Why friendship breakup hurts ‘10 times worse’
Much has already been said about the devastation of romantic breakups. But what if it’s your chosen family—people you let into your life without obligation and who have seen your rawest self—you end up losing?
Some say that a friendship breakup can cut deeper than a romantic heartbreak. Kaila Estrada, Sue Ramirez, Charlie Dizon, and Janella Salvador—stars of the suspense thriller series “What Lies Beneath”—couldn’t agree more.
And when a sisterhood fractures, they say, the wounds hurt all the more. “Ten times worse,” Salvador tells Lifestyle Inquirer in a recent interview with the cast.
Breach of trust
This pain can stem from many different things. But the one reason that stands out most to Estrada is the breach of unconditional trust. “Wala kang expectations at wala kang hinihinging kapalit. So, when that kind of breakup happens, you really grieve losing the person,” she says.
Ramirez makes an interesting distinction: a deep friendship is akin to chosen family, she observes, whereas romantic partners aren’t immediately treated as such—at least not until after marriage or having children together. “Friendship is special, especially among women. It’s a sisterhood wherein we treat each other like real siblings,” she says. “That’s why betrayal truly hurts.”
Unlike romantic relationships, which often end with a definitive farewell—say, a formal split, an annulment, or moving out—friendships can unwittingly fade away, and sometimes, for reasons you can’t quite put a finger on.
“It’s important to share the same values with the people you choose to be part of your life,” Ramirez says. “But there also comes a point when your morals no longer align.”
One life-altering lie
This is the premise of “What Lies Beneath,” albeit on a significantly larger magnitude. Streaming on Netflix and airing on the Kapamilya Channel, the drama follows four women whose strong bond falls apart because of one damning, life-altering lie.
Fourteen years ago—in the aftermath of their fifth friend, Louisa’s death—Alice (Salvador), Mel (Ramirez), Beth (Dizon), and Erica (Estrada) give in to the pressures from the authorities and frame Edong (Jake Cuenca) for the murder. Their bond, built on shared dreams and affection, turns into shared guilt and perhaps even blackmail.
They were once each other’s source of comfort; now, their presence brings anxiety and distrust. And because they all hold secrets that can ruin each other’s lives, the four can’t afford to separate, leaving everyone unable to genuinely heal.
This kind of vulnerability, this sense that your life has been blown wide open to exploitation, is something Dizon relates to. “I’m the type who’s super open in a friendship, so when I get betrayed, there’s this feeling that the other person knows everything about me already,” she says. “Malalim siyang kind of betrayal. Kasi feeling mo family mo na.”
If there’s a lesson to be gleaned here, it’s that there’s a very thin line between supporting your friends and enabling them. In their attempt to protect each other’s futures, the four friends enabled a lie that offered fleeting reprieve, but ultimately left them in moral debt.
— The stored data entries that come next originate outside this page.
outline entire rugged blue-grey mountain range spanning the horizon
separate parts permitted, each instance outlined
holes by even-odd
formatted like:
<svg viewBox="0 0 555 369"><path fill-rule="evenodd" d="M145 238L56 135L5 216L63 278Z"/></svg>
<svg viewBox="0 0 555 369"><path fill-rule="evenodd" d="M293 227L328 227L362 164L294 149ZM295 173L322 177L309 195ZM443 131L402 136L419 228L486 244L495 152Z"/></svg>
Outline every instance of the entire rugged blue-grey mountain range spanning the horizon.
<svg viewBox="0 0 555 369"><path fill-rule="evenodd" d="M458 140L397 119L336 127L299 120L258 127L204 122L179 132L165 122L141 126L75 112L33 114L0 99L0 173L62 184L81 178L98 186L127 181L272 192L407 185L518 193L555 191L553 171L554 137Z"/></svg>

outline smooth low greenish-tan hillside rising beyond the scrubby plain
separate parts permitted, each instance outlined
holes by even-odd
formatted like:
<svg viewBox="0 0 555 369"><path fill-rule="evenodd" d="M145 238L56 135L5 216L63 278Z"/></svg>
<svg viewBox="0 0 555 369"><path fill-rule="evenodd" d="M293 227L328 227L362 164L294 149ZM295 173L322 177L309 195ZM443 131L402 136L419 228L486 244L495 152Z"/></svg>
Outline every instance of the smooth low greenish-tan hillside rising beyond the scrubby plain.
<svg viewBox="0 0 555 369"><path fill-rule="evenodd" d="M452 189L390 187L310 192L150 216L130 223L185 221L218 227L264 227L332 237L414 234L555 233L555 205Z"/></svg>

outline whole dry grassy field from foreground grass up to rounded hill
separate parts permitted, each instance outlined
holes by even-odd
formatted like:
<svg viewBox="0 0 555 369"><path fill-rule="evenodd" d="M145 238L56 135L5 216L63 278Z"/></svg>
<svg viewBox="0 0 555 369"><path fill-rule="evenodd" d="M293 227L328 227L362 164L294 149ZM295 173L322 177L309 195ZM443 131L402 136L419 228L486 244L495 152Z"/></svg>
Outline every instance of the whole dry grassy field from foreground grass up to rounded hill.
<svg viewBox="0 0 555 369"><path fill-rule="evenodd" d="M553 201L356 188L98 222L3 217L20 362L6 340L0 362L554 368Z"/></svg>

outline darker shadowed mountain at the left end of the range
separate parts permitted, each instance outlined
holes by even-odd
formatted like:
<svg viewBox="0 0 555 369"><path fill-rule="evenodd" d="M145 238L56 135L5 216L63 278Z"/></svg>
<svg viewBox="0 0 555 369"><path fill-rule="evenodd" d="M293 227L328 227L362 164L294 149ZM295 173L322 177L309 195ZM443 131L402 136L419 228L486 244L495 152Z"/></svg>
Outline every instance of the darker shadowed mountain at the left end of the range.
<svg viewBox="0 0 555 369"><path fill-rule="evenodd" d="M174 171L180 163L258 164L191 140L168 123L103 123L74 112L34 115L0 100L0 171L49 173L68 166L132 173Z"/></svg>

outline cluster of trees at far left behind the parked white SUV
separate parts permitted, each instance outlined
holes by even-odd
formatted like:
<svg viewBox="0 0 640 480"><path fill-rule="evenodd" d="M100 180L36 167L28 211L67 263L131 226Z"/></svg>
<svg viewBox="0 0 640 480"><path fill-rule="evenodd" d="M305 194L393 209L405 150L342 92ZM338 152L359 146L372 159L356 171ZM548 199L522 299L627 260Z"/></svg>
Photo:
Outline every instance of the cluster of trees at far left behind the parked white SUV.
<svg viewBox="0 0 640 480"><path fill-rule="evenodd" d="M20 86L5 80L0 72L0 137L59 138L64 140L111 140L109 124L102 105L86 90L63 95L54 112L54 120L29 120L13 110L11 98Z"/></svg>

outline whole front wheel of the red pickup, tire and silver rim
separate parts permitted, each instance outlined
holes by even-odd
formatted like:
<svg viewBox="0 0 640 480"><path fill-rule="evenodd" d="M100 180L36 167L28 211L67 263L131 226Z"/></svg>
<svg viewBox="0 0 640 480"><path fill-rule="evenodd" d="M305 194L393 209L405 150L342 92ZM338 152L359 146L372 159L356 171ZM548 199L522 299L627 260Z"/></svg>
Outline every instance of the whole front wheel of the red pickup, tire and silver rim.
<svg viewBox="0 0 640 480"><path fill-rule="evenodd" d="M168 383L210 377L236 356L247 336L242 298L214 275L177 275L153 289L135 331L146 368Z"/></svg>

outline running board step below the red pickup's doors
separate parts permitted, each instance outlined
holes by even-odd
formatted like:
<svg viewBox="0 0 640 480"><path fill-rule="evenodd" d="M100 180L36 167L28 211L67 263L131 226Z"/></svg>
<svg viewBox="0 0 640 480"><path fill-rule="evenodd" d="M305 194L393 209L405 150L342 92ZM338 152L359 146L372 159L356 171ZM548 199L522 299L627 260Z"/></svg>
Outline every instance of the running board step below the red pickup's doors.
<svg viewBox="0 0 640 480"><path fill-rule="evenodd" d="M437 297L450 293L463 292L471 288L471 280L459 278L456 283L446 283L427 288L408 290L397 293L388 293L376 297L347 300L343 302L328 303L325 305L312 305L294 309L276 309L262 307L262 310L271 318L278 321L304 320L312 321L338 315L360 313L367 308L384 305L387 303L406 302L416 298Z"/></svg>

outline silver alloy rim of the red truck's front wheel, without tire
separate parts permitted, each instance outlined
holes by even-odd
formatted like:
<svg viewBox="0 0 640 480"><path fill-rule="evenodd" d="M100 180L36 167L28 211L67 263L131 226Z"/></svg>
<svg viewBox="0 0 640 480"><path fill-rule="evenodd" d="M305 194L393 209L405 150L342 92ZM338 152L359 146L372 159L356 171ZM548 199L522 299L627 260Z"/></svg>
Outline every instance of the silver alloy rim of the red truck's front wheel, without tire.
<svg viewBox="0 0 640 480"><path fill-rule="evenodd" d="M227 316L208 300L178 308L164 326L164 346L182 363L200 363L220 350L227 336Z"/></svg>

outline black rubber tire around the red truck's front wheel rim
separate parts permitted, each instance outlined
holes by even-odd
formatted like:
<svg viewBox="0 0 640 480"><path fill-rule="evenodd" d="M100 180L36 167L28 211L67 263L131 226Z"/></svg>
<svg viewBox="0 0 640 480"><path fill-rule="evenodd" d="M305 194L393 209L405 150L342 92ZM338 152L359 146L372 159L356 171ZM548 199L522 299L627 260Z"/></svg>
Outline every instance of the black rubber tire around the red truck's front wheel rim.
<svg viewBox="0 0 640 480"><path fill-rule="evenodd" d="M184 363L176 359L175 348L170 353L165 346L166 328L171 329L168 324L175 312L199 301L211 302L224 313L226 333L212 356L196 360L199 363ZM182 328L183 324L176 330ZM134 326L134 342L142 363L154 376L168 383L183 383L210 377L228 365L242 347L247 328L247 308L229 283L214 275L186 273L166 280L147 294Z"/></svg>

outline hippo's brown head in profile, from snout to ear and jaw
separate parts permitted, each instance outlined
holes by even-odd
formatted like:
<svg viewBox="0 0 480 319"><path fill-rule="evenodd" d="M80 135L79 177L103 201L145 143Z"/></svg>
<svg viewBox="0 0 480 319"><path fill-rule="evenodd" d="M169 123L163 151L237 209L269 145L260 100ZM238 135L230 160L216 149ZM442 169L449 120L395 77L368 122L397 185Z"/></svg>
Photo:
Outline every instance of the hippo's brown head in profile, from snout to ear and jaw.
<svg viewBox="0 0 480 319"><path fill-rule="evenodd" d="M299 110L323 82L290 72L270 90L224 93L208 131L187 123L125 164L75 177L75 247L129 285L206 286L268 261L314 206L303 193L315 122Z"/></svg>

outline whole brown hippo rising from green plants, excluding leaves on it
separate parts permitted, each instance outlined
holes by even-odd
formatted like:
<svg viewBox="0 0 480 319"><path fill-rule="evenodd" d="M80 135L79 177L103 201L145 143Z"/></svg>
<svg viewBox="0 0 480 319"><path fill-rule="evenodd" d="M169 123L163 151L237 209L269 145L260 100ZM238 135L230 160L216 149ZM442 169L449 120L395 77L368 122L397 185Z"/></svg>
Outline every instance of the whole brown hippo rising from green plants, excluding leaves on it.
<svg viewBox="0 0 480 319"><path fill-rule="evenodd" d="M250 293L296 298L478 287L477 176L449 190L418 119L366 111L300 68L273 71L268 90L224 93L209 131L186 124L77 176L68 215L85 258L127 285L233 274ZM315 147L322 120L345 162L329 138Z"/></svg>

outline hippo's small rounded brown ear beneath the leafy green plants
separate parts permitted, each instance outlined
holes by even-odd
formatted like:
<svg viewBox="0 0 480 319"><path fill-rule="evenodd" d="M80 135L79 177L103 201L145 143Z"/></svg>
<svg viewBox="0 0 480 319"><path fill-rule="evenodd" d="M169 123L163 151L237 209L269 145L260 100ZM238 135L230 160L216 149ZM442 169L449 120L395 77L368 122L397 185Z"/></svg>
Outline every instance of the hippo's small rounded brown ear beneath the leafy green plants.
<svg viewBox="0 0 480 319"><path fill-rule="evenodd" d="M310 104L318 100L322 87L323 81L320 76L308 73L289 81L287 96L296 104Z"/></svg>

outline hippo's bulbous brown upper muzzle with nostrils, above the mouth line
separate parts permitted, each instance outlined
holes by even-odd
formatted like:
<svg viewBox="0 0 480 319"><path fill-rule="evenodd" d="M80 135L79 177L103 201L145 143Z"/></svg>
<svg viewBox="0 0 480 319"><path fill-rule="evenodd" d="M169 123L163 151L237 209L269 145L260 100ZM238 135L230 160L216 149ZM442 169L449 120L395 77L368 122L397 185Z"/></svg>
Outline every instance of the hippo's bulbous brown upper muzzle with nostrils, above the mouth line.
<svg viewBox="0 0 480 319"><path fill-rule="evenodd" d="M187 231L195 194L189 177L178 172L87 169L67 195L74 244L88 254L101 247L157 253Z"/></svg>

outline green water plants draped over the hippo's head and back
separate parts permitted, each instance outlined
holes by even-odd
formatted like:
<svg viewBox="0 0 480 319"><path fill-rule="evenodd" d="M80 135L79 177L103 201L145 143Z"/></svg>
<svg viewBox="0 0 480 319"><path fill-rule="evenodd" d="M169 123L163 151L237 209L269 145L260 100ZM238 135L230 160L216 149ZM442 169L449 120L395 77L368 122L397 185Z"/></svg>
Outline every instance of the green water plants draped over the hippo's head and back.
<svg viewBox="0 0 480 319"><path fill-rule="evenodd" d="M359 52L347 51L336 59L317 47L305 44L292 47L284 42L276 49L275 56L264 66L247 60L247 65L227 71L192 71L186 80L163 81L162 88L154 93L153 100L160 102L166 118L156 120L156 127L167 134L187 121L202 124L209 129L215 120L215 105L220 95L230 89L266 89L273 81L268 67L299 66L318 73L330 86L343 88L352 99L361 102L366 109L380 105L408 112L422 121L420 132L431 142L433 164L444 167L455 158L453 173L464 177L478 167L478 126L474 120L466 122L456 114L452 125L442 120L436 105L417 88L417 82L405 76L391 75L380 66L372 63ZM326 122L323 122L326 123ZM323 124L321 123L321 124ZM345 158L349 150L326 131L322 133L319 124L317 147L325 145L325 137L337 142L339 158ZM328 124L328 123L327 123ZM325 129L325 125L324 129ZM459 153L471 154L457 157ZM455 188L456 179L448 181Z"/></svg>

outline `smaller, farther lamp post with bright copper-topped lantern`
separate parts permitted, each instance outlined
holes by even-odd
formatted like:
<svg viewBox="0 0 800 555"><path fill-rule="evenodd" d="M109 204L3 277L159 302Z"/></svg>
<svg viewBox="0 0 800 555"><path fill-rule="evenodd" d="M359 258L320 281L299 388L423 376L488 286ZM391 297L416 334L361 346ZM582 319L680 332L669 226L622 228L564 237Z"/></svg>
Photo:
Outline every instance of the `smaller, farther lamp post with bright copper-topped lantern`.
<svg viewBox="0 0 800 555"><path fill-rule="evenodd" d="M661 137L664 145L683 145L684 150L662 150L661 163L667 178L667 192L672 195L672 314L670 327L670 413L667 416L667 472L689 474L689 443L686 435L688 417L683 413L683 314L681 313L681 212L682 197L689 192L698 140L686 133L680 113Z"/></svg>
But in real life, one of the beauties of female friendship, Salvador says, lies in the ability to call each other out without letting egos get in the way. “And we do it respectfully,” she says. “We can accept [each other’s words] and really listen.”
“You support your friends in things that will be good for them, not in what’s wrong,” Dizon adds.
A delicate balancing act
This, of course, is not always the case for everyone. Sometimes, Ramirez says, people end up doing the wrong things without even realizing it. “Maraming gumagawa ng mali na hindi nila alam na ‘yon na pala ang ginagawa nila. O minsan, they know but they just don’t want to accept it,” she says.
It’s a delicate balancing act. You want to be supportive, and at the same time, not let your friends make decisions that could be detrimental to their lives. That often entails dishing out harsh truths—but without overstepping each other’s boundaries, coming across as overbearing, or, in Estrada’s words, “being negative or a hater.”
“There’s a healthy way to communicate with people you love. Even if your opinions challenge your friends’ or you’re not a fan of what they’re doing, you can have that conversation without telling them what to do. Because nobody likes that—we want to be in control of our own lives,” Estrada says.
As such, she stresses, communication is key to friendship and to healthy relationships in general. “You want your friends to understand that you’re doing this out of concern and out of love, and that you want the same from them, too,” Estrada says.